А вернувшиеся с улицы парни уже истопили печь — жарко стало в амбарце, но дымно, так, что даже пришлось приоткрыть дверь.
— Ишь, морозит-то как, — Ратников покачал головой, словно бы осуждая погоду. — А ведь весна скоро.
— Да, весна… — растянувшись на старом сундуке у печки, мечтательно прикрыл глаза Максик. — Скорей бы домой, дядя Миша… Как там родные, друзья… мама… Господи! Они уж, наверное, обыскались… подумали — утонули… мама плачет.
Подросток вздохнул, украдкой вытирая слезы.
— Ничего, Макс, — Миша потрепал парня по голове. — Не переживай — прорвемся!
— Да я знаю… Только все равно — грустно. Вот как представлю только.
— У тебя мама-то кто?
— Врач. Стоматолог.
— То-то я и смотрю — зубы-то у тебя белые! А отец? Батюшка-то твой кем работает?
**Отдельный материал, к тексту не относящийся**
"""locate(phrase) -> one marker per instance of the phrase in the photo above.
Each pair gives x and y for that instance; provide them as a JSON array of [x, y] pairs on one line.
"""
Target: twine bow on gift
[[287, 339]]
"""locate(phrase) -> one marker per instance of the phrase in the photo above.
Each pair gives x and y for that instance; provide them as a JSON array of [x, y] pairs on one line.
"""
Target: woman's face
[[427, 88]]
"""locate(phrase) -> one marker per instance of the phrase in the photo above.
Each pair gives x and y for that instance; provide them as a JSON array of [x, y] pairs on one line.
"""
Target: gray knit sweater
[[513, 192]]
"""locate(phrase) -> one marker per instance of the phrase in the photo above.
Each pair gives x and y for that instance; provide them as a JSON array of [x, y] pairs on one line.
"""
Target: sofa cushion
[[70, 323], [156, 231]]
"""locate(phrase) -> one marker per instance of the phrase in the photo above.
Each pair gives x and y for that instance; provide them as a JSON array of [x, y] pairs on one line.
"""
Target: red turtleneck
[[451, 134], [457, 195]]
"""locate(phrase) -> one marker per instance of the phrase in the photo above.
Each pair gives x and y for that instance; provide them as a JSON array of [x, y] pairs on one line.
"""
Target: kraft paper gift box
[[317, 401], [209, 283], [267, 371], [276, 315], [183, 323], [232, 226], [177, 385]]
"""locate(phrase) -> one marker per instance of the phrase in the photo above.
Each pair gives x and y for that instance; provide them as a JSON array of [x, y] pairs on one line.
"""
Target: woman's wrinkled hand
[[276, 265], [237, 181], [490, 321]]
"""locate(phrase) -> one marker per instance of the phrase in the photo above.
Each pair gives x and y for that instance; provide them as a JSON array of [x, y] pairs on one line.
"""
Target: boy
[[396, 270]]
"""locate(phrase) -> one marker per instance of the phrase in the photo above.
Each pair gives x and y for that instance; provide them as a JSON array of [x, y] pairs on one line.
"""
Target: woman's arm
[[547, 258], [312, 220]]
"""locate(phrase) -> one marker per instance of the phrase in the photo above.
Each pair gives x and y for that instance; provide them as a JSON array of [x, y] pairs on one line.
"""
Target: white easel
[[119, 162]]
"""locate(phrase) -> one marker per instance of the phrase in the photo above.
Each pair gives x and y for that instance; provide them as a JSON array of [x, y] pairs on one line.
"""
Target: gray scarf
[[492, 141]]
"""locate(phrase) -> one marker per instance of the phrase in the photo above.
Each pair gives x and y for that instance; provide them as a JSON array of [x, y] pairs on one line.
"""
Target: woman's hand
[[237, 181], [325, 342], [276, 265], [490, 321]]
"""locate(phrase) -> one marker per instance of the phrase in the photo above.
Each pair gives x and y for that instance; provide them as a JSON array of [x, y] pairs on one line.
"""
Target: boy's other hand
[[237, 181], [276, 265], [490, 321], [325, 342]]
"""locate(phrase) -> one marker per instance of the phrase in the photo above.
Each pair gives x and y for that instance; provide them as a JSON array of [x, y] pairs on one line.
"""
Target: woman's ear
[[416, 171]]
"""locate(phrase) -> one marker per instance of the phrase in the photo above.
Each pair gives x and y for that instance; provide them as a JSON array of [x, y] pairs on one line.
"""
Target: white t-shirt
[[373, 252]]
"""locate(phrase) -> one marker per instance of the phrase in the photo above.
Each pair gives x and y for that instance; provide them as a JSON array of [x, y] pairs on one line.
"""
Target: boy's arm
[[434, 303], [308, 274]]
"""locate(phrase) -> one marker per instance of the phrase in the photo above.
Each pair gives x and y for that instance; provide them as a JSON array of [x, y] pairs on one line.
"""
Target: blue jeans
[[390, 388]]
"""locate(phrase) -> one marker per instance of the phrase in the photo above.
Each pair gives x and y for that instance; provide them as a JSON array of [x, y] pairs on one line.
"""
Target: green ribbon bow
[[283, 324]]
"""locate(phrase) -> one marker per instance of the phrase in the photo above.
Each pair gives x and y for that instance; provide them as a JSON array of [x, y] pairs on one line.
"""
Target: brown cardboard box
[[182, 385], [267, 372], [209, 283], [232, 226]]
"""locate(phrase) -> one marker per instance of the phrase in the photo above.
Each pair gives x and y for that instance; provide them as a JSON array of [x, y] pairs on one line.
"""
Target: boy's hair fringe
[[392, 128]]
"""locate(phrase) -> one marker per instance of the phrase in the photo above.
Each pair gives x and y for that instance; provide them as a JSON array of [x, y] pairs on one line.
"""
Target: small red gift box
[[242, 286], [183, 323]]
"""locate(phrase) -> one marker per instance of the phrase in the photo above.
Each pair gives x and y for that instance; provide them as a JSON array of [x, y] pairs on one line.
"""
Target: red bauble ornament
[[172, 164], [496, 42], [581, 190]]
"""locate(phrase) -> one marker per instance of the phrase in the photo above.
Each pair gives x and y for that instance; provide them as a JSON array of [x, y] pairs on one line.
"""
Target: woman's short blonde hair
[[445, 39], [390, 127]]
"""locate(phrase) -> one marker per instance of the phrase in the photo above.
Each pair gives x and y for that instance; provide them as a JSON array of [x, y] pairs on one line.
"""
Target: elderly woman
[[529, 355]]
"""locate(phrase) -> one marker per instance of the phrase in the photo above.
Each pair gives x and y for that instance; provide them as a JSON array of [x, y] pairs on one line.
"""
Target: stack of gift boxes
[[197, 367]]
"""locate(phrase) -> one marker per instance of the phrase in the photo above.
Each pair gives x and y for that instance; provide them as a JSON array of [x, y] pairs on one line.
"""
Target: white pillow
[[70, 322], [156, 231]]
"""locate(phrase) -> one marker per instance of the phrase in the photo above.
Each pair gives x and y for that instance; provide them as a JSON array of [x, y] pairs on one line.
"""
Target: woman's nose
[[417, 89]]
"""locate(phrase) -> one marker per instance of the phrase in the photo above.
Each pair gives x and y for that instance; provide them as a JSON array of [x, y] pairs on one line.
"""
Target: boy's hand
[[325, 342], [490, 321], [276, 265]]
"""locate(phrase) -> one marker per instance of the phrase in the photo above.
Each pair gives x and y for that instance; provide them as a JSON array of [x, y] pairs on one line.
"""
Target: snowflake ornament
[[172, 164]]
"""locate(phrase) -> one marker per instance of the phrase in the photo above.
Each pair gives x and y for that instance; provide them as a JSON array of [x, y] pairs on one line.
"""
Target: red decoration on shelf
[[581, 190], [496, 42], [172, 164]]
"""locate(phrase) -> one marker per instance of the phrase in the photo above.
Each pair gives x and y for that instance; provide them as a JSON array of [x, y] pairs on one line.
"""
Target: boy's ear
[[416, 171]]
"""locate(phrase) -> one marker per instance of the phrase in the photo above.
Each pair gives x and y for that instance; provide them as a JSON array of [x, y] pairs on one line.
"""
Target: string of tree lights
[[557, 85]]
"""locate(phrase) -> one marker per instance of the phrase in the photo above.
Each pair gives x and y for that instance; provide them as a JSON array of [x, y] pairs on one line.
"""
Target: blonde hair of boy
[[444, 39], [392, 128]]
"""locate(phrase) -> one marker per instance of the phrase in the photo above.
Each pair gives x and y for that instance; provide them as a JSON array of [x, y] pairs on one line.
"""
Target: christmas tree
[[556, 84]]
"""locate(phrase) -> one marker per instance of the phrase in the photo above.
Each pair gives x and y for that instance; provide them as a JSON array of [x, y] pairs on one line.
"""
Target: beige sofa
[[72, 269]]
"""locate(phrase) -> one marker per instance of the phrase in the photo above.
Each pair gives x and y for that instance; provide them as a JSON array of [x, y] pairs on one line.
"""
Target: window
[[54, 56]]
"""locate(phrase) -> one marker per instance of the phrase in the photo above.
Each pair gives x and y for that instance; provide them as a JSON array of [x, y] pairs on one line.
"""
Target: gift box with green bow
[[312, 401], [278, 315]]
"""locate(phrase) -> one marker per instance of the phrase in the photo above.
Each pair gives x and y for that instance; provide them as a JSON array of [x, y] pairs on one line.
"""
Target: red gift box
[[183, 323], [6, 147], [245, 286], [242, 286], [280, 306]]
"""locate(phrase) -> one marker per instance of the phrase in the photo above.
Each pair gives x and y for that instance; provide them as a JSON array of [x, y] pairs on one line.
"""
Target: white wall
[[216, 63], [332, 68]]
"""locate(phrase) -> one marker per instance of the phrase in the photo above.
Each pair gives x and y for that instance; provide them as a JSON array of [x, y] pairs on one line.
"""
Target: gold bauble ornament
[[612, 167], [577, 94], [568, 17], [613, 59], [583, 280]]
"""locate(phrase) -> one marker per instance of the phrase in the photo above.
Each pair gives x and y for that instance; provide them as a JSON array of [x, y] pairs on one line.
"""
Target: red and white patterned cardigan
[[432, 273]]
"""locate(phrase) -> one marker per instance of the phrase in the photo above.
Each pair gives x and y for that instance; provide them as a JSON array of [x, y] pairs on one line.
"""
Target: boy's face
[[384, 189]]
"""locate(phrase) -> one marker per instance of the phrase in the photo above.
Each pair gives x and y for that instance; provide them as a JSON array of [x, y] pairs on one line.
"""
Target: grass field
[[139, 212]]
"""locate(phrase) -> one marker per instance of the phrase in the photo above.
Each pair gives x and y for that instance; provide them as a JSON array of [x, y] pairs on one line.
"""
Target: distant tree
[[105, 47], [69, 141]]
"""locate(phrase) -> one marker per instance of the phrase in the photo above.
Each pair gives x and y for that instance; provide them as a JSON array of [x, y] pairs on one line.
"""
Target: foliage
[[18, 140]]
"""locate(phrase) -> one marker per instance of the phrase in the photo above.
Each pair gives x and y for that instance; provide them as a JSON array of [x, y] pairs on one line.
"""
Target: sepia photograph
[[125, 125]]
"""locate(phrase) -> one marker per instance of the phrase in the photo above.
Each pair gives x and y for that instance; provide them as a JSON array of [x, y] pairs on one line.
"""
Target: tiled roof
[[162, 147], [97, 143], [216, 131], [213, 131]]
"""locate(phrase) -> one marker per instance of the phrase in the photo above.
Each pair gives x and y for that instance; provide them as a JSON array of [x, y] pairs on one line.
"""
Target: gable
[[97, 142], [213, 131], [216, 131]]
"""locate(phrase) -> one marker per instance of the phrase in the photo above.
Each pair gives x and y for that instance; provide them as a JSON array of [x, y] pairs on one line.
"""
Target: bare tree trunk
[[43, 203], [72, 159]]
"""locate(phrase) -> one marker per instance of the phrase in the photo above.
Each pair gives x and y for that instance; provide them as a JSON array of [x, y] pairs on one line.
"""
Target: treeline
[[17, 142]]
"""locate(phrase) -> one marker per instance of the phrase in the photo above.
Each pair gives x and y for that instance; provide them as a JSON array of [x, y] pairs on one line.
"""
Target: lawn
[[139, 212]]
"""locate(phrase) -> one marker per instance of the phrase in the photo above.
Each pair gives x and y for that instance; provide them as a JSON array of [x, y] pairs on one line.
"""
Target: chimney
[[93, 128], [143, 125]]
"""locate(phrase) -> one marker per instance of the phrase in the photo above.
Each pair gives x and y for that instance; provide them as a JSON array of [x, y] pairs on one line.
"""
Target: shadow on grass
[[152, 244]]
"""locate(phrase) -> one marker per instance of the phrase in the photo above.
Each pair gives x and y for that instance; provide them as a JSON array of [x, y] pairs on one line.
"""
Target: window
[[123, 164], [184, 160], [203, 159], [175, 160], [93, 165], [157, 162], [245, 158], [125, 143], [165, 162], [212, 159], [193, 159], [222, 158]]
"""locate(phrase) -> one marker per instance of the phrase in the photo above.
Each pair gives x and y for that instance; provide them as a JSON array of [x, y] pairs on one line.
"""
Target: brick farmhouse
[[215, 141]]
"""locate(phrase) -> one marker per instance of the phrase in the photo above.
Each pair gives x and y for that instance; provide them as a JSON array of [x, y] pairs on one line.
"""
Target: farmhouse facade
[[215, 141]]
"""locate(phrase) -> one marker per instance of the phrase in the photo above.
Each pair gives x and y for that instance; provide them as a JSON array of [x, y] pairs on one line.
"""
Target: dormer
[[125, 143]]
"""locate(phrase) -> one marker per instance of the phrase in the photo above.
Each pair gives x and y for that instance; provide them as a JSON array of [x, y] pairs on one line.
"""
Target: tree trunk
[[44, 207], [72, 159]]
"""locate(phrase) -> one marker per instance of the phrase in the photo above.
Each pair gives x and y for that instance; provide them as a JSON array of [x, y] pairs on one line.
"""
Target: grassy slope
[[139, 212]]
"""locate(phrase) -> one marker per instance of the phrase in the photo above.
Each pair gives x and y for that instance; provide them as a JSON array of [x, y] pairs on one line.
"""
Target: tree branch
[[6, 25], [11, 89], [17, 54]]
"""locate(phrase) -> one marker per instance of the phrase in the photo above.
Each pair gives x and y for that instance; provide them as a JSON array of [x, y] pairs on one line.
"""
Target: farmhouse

— Инженер. Только… он не живет уже с нами. Давно уже. Нет, он хороший, — Максик вскинулся. — Только семья у него другая… у меня даже сестренка есть, Ленка… По отцу сестренка.
— А ты сам-то в каком классе учился?
— В восьмой перешел.
— Поди, круглый отличник? — Ратников нарочно уводил разговор от родителей, видел — говорить о школе парню было куда менее болезненно и даже в чем-то приятно.
Подросток повеселел, засмеялся:
— Ну вы, дядя Миша, и скажете!
— Ничего, теперь уж по истории — точно отличником будешь, — потянувшись, заверил Михаил.
Максик покачал головой:
— Не думаю. Что в учебнике и что на самом деле здесь — большая разница! Ничуточки не похоже. Вот заявлю я, что во Пскове людьми торгуют — и что мне учительница скажет? А то и скажет — феодальный строй, а не рабовладельческий, и быть такой торговли не может!
— Ну и, значит, дура, — сердито отмахнулся Миша. — Есть много такого, друг Горацио…
— Кто-кто?
— Шекспир, кажется… если не ошибаюсь. Спи, давай, Макс, завтра вы мне оба понадобитесь. Свеженькие, нарядные и красивые.
— Красивые? А зачем?
— А к содомитам вас отправлю, — подавив улыбку, вполне серьезно пояснил Михаил. — Войдете в доверие, разузнаете там кое-что… Тебе, Максим, кто больше нравится — бобыль Ермолай или Онцифер-бондарь?
— Да мне никто не нравится! — всполошился мальчишка. — Дядя Миша, вы что, правда, что ли…
— Да шучу, шучу, чудо! Спи давай. Завтра уличанских старост изображать будем. Вернее, я — старосту, а вы — его служек.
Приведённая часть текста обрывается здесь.